Fertility simply refers to your ability to reproduce or have babies. Natural reproduction requires the production of an egg (ovulation) which depends on a complex cycle of hormonal changes in the body. It also requires the integrity of glands in the brain, which communicate with the egg-producing factory, the ovary.
Taking a closer look at hormone levels can give some useful information about fertility, however, it is important to understand their limitations.
The functions of the ovary are controlled by two hormones Luteinising hormone (LH) and Follicle Stimulating hormone (FSH). These hormones are produced by a gland in the brain called the Pituitary gland. If you are still having periods, LH and FSH should be done between day 2 and 5 of your cycle. The exception to this is If you are not having any menstrual periods.
Please note that FSH measurements are unreliable in those on combined oral contraceptives and high dose progestogens such as the contraceptive Implant and contraceptive Depo-Provera injection. It is also unreliable in those taking Hormone Replacement Therapy (HRT). FSH can be measured if you are taking the progesterone-only pill or using an intrauterine device such as the hormonal and non-hormonal coils.
The ovary produces the hormones oestradiol, progesterone, and testosterone. Progesterone levels rise after ovulation and reach a peak around day-21. A 21-day progesterone test can therefore provide a useful indication of whether you have ovulated or not. As the test indicates, it is carried out on day 21 0f your cycle or 7 days before the next menstrual period is due, if your cycles are longer than 28 days.
Testosterone levels can be higher than normal in conditions such as Polycystic Ovarian Syndrome. It is a condition that can result in periods occurring less frequently (called ‘oligomenorrhoea’) or not at all (called ‘amenorrhoea’). This can make it harder to get pregnant.
Sex Hormone Binding Globulin (SHBG) is a protein made in the liver. It binds hormones, mainly androgens (such as testosterone and dihydrotestosterone) and oestrogens. SHBG is more tightly bound to testosterone and this is the hormone of particular focus when we request a SHBG test. If the SHBG levels are low (as can occur in conditions such as Obesity, Type 2 Diabetes, an under-active thyroid and excess growth hormone called Acromegaly), there is an increase in the level of free testosterone circulating in the blood. More free testosterone, means more gets into tissues which can lead to changes in the body that can affect the way the ovaries work. Conversely, an increase in the level of SHBG (as can occur in conditions such as an over-active thyroid, and liver cirrhosis), can cause a fall in the level of free testosterone. This can also affect the way the ovaries work.
Anti-Mullerian hormone (AMH) is a hormone produced by the cells that line the egg follicles. As we get older, the number of egg follicles declines and so does the level of AMH. We could therefore consider the AMH as a marker of ‘ovarian aging’. It is used widely in the preparation for In vitro fertilisation (IVF) as it can be a useful tool to predict ovarian response. It cannot as yet be used in clinical practice to predict the age of menopause as further clinical research is required. The most reliable measure of egg quantity or ‘ovarian reserve’ is an ‘antral follicle count’. This is a method of counting the number of egg follicles under direct visualisation using ultrasound. The higher the count, the higher the ovarian reserve.

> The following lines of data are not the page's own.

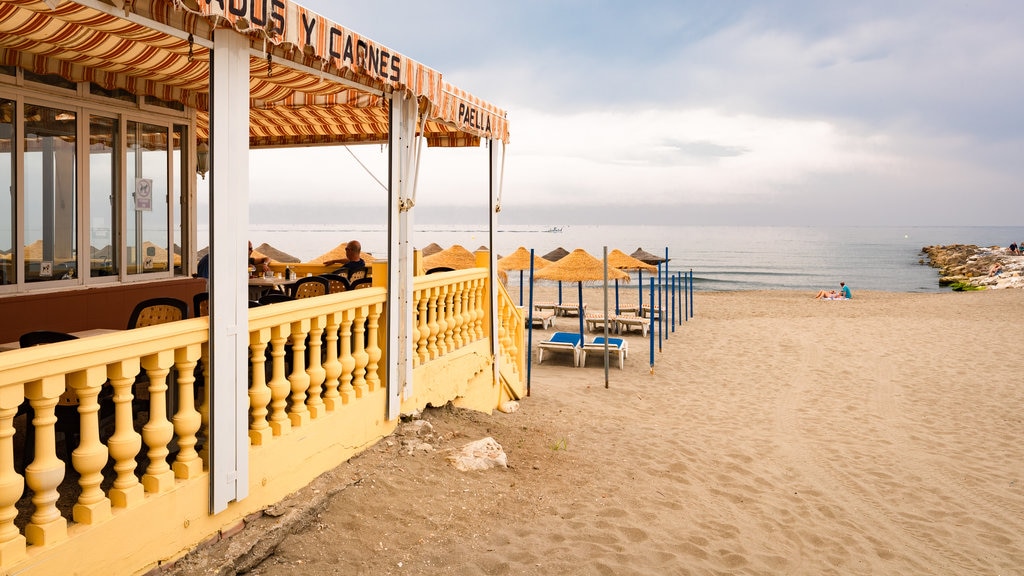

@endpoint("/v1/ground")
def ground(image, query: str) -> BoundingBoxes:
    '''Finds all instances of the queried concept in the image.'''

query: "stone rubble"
[921,244,1024,289]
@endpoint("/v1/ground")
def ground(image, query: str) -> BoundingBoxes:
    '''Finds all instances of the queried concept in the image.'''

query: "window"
[125,122,170,275]
[89,116,121,278]
[24,104,78,282]
[0,99,17,286]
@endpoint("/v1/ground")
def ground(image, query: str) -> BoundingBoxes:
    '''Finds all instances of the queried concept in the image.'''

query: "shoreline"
[172,290,1024,576]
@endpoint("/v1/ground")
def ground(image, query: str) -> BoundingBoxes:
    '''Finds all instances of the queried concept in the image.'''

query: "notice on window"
[135,178,153,212]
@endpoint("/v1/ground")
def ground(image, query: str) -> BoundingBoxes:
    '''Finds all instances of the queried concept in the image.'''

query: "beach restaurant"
[0,0,526,574]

Prolactin is a hormone produced by the pituitary gland. It maintains milk-production from ‘mammary glands’ inside the breasts during breast-feeding. Raised levels of prolactin can occur even if you are not breast-feeding. Stress is an important physiological cause of a raised prolactin level. Other causes include medications, an underactive thyroid gland, and tumours of the pituitary gland. High levels of prolactin can disrupt ovulation, resulting in infrequent or irregular periods.
Untreated Thyroid disorders such as hyperthyroidism (an ‘over-active thyroid’) or hypothyroidism (an ‘underactive thyroid’) can make ovulation more challenging and so can negatively impact fertility. It is important to remember that if you are taking levothyroxine for an underactive thyroid, your requirement will increase during pregnancy. Therefore, you need to increase your dose of levothyroxine once you have a positive pregnancy test. Speak to your doctor if you are taking levothyroxine and have a positive pregnancy test.